Model answer: The tunneling probability is T ≈ exp(−2G), where G is the Gamow factor — the integral of the local inverse decay length through the classically forbidden barrier region. A higher alpha energy means the particle's energy is closer to the barrier height, so the classically forbidden region (where E < V(r)) is narrower and shallower. This reduces G, but because G enters as an exponent, even a modest reduction in G produces an exponentially large increase in T. The decay rate λ = ν × T (attempt frequency times tunneling probability), so an exponentially larger T means an exponentially larger decay rate — and exponentially shorter half-life. The factor-of-2 range in alpha energies translates into a 10²⁵ range in half-lives through this exponential mechanism.

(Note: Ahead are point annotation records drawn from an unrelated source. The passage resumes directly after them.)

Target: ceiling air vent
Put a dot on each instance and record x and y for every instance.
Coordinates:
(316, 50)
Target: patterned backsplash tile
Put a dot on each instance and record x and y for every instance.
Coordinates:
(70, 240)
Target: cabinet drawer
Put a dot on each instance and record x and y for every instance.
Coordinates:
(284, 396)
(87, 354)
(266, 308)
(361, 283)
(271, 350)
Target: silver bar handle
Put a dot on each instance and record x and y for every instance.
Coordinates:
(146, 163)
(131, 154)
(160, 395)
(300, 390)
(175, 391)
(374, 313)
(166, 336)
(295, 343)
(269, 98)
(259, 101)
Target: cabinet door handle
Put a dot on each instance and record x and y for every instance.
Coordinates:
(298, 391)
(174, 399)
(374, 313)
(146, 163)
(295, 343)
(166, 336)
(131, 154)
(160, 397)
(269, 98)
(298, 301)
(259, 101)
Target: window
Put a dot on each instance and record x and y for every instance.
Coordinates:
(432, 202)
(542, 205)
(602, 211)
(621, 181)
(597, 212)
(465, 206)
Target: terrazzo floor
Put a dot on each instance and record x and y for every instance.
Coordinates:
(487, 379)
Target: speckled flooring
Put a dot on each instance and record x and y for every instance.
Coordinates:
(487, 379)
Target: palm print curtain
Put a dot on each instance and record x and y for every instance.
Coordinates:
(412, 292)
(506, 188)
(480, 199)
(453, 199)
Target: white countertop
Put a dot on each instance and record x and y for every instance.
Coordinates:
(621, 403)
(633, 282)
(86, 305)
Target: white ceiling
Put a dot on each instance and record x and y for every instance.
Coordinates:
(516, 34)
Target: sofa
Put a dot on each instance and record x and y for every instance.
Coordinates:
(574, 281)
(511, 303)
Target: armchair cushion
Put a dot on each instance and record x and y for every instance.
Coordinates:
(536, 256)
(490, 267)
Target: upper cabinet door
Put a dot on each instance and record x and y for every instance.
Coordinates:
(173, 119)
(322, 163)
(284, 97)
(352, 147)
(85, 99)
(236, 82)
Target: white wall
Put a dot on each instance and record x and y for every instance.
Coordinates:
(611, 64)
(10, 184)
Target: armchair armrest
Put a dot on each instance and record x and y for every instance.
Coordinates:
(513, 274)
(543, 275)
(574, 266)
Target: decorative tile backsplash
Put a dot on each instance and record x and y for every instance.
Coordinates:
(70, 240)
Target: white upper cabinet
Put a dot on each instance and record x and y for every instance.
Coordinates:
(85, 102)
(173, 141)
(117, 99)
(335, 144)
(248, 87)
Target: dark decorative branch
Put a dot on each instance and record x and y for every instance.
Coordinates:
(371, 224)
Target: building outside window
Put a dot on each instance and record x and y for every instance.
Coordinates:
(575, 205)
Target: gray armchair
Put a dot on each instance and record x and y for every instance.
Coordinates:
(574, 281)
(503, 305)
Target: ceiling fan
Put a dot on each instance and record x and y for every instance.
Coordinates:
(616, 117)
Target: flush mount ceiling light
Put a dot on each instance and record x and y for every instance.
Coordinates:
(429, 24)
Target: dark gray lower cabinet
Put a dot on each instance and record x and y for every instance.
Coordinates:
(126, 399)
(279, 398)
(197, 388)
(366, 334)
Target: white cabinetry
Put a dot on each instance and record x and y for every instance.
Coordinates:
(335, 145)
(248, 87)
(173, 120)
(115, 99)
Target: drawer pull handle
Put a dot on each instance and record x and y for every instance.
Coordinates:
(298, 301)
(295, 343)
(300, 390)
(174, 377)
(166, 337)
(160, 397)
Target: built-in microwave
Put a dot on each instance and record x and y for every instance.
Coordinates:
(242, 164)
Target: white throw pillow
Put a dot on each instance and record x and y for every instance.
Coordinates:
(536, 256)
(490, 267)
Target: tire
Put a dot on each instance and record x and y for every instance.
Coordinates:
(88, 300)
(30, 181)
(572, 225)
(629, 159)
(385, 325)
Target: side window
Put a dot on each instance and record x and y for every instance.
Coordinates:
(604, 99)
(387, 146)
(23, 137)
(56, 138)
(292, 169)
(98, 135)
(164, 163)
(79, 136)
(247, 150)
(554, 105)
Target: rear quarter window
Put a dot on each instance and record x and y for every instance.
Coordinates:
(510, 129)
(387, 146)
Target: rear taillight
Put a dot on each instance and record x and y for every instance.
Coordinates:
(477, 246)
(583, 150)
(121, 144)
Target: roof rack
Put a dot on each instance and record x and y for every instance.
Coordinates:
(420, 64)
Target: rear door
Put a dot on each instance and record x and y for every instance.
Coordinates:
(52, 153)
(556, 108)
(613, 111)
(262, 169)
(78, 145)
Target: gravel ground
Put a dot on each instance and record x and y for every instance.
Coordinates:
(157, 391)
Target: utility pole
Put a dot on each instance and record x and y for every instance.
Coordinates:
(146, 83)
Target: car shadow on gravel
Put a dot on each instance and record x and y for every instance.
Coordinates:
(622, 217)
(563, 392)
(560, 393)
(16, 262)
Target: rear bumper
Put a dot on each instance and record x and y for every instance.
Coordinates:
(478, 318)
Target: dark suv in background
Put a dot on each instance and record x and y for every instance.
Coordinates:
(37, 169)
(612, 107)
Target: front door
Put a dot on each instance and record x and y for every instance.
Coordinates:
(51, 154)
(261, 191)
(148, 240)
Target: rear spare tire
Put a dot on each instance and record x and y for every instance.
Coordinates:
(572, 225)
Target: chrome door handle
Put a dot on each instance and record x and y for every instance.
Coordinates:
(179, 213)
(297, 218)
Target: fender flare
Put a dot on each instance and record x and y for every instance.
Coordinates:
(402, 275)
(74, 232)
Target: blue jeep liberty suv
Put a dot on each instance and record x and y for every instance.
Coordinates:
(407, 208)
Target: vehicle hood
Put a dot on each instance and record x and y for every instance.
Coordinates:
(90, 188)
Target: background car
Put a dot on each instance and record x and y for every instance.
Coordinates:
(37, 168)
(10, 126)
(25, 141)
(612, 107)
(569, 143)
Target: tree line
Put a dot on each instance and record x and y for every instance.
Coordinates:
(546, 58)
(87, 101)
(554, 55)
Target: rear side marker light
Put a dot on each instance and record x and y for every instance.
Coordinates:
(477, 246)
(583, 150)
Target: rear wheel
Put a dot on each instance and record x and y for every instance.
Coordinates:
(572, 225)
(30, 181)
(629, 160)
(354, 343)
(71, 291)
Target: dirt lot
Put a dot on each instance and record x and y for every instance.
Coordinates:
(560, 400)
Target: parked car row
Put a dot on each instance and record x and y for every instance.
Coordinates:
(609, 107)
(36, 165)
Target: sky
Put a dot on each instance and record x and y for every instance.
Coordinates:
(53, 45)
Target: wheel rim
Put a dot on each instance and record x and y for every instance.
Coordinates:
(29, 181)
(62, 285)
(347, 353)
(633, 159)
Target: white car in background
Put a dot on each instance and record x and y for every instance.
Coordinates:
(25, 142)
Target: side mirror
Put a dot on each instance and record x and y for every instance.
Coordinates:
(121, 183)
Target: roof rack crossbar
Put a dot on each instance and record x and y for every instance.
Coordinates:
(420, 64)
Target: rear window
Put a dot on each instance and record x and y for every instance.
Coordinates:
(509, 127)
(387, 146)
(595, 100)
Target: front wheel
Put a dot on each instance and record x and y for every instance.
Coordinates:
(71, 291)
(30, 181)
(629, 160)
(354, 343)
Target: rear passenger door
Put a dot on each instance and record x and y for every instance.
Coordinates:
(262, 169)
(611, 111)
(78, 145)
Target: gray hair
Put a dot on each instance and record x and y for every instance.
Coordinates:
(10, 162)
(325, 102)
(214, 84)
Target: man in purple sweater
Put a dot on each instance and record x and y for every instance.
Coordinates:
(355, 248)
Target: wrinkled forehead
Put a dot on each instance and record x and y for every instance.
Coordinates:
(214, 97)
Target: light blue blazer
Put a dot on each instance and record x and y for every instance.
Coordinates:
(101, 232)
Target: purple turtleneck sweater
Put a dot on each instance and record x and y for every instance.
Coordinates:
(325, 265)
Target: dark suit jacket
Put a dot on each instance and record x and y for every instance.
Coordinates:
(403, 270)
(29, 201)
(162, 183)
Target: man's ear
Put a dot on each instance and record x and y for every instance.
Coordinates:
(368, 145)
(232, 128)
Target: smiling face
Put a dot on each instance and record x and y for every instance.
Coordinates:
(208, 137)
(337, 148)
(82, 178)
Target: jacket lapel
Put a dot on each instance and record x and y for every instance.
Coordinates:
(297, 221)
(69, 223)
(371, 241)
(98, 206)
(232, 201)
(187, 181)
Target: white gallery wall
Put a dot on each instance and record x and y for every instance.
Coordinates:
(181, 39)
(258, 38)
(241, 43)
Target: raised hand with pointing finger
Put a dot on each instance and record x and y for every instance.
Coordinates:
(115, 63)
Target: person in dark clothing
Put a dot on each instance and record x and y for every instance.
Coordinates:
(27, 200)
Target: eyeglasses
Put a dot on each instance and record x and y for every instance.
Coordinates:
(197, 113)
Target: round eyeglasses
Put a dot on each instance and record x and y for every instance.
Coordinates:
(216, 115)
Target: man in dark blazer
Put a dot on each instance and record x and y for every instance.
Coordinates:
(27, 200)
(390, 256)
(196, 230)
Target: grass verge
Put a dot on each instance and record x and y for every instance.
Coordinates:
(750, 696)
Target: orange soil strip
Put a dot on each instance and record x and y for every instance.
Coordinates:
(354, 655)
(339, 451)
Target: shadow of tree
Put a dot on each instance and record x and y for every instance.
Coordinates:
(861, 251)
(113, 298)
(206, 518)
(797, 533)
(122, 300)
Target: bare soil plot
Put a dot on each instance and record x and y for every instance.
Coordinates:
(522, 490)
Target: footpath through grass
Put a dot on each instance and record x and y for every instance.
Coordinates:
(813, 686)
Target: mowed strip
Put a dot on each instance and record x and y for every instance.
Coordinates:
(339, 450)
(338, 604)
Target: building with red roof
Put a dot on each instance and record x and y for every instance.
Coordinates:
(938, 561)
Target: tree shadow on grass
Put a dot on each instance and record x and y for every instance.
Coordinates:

This exponential sensitivity is the defining feature of quantum tunneling in nuclear physics. It means that half-life is extraordinarily sensitive to the nuclear structure details that determine the Q-value (the mass-energy difference available for the decay). Nuclei that are 'almost stable' against alpha decay can be pushed to instability by surprisingly small changes in the alpha energy, and this sensitivity makes the Geiger-Nuttall law both a striking empirical regularity and a precise quantitative prediction of WKB theory.